Indonesia has a growing population (currently 230 million people) and growing energy demands (estimated 10% annual growth). Indonesia’s economy is growing at a pace that exceeds its ability to provide electricity. Beginning in the ‘70s, nuclear power is mentioned every few years as a partial solution to Indonesia’s energy needs.
The idea has gained more traction as the world confronts climate change climate-friendly technologies. Indonesia has pledged to reduce its emissions by 26% over the next decade. In an interview earlier this year, the head of Indonesia’s Nuclear Atomic Energy Agency (BENAT) predicted that despite maximizing other energy sources, such as geothermal, the need for nuclear power is almost inevitable if Indonesia is going to meet its goals.
Predictions like this are a call to battle stations for nuclear opponents: “No new nukes!” Protesters claim that the country’s geography and geology – causing earthquakes, tsunamis, and the like -- would lead to nuclear disaster, despite a 2002 study conducted under the auspices of the International Atomic Energy Agency which concluded that a commercial nuclear power plant was technically feasible.

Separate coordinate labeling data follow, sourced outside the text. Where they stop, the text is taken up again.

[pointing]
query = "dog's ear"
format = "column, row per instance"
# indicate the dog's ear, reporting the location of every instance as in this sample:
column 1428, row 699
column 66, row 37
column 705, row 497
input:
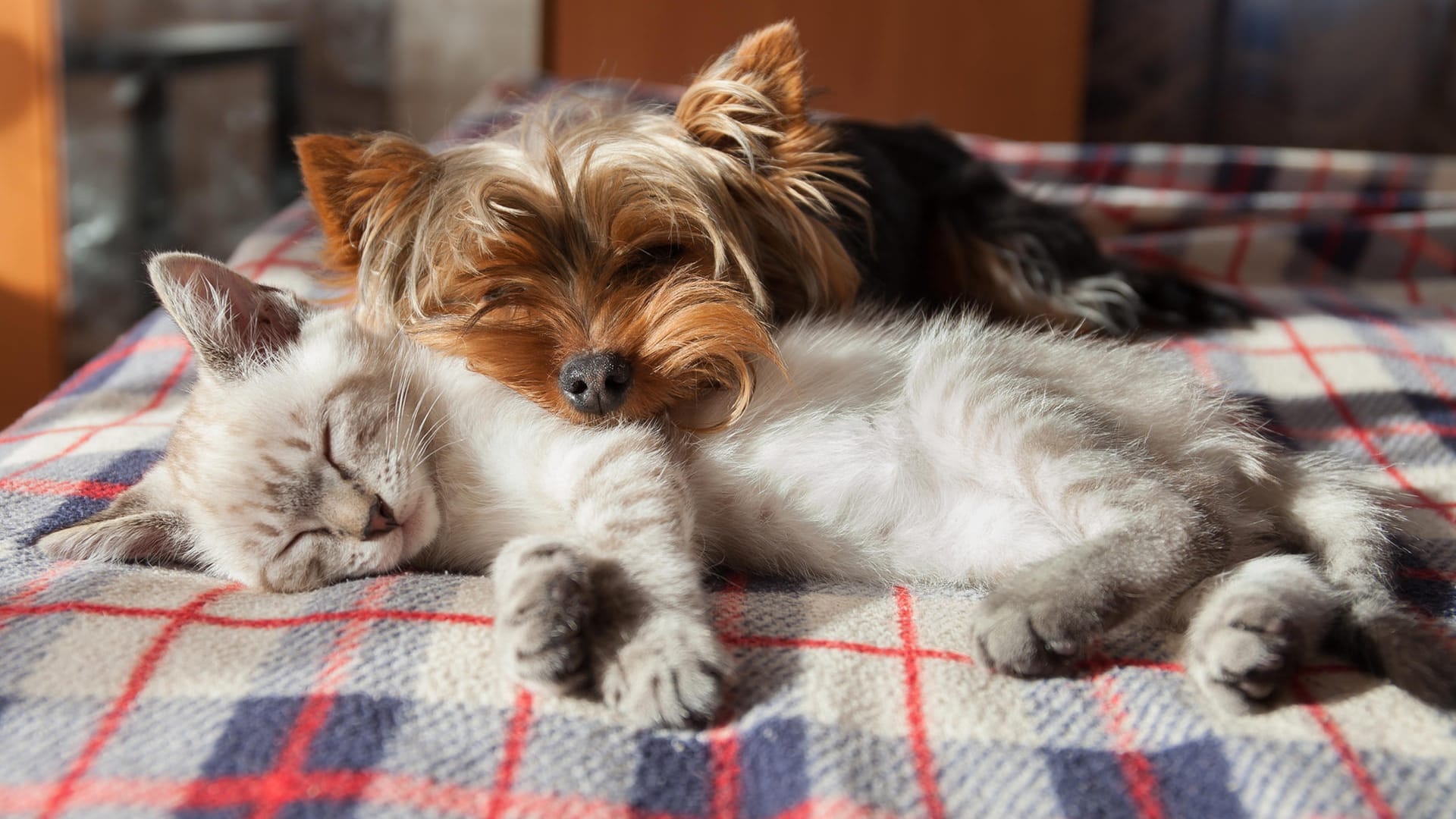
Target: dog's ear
column 357, row 181
column 752, row 99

I’m not arguing that nuclear power is the best solution for Indonesia’s energy needs, but the seismic activity in the area does not make nuclear power impossible. Nuclear engineers have confronted the issue of shock waves before; I have three examples:
#1 Indonesian research reactors: Perhaps the most obvious example, but frequently overlooked. A commercial nuclear power plant will not be the first nuclear reactor to operate in fault-line riddled Indonesia. The country has been operating research reactors successfully (much, much smaller than commercial power reactors but similar technology) since the ‘60s.

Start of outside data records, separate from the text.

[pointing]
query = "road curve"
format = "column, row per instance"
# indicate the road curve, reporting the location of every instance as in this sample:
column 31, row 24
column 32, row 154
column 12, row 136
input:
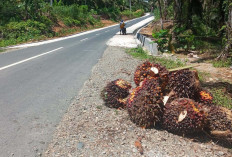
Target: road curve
column 39, row 83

#2 Japan: Japan, another country sitting on the ring of fire, has safely used nuclear power for decades. Lacking the fossil fuel resources of other developed countries, Japan invested early in nuclear power. It now boasts 54 reactors that produce 25% of the country’s electricity. Five were built in the last decade, and eight more are planned for the next decade. All of this despite the fact that Japan experiences earthquakes regularly.

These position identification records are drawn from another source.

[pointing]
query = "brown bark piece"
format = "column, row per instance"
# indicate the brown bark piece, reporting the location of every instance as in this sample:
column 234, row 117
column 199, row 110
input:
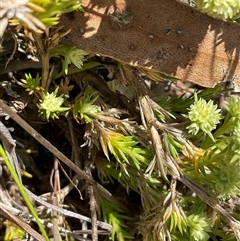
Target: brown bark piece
column 161, row 34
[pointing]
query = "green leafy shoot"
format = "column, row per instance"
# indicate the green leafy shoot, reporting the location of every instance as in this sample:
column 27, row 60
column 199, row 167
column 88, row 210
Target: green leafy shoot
column 54, row 8
column 51, row 105
column 31, row 84
column 23, row 192
column 125, row 149
column 204, row 116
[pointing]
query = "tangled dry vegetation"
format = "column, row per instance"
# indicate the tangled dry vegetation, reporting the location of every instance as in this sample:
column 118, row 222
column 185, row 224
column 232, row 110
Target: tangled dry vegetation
column 92, row 149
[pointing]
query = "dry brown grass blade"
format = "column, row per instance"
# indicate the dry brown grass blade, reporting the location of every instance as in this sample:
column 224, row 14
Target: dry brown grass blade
column 53, row 149
column 4, row 213
column 165, row 35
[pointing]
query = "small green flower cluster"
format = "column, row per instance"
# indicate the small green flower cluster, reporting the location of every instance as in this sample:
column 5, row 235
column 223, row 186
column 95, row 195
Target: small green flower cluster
column 224, row 9
column 204, row 116
column 220, row 165
column 51, row 105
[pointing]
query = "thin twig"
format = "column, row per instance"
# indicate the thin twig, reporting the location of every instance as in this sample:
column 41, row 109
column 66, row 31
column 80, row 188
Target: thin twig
column 53, row 149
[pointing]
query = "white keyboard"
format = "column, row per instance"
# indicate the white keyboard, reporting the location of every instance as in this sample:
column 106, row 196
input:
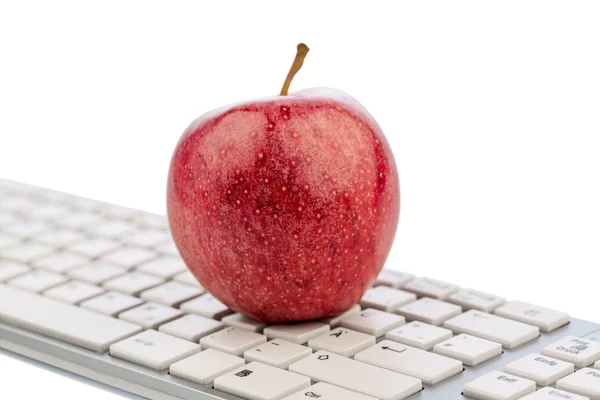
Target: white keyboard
column 100, row 290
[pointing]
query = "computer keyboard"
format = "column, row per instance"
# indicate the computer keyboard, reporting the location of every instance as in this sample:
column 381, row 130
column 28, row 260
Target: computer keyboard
column 100, row 290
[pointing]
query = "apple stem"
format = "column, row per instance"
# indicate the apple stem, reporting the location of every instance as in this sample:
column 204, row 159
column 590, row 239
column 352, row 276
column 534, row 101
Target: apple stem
column 301, row 52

#3 Nuclear submarines and aircraft carriers: The Japanese are not the only ones who must account for sizable shock waves in their reactor designs. The US Navy (ok, its contractors) has been designing reactors for warships since the 1950s. The design requirements for these reactors ensure they can withstand the demands of battle – demands that aren’t so different from an earthquake. Admittedly, extra requirements don’t come cheap. Indonesia may not be able to afford the hefty price tag of robust reactors, but that’s different from saying they couldn’t be “safe.”
After considering all the pros and cons of nuclear power, Indonesia may opt to get its electricity from another source – but let’s not assume seismic activity is a deal breaker for nuclear power.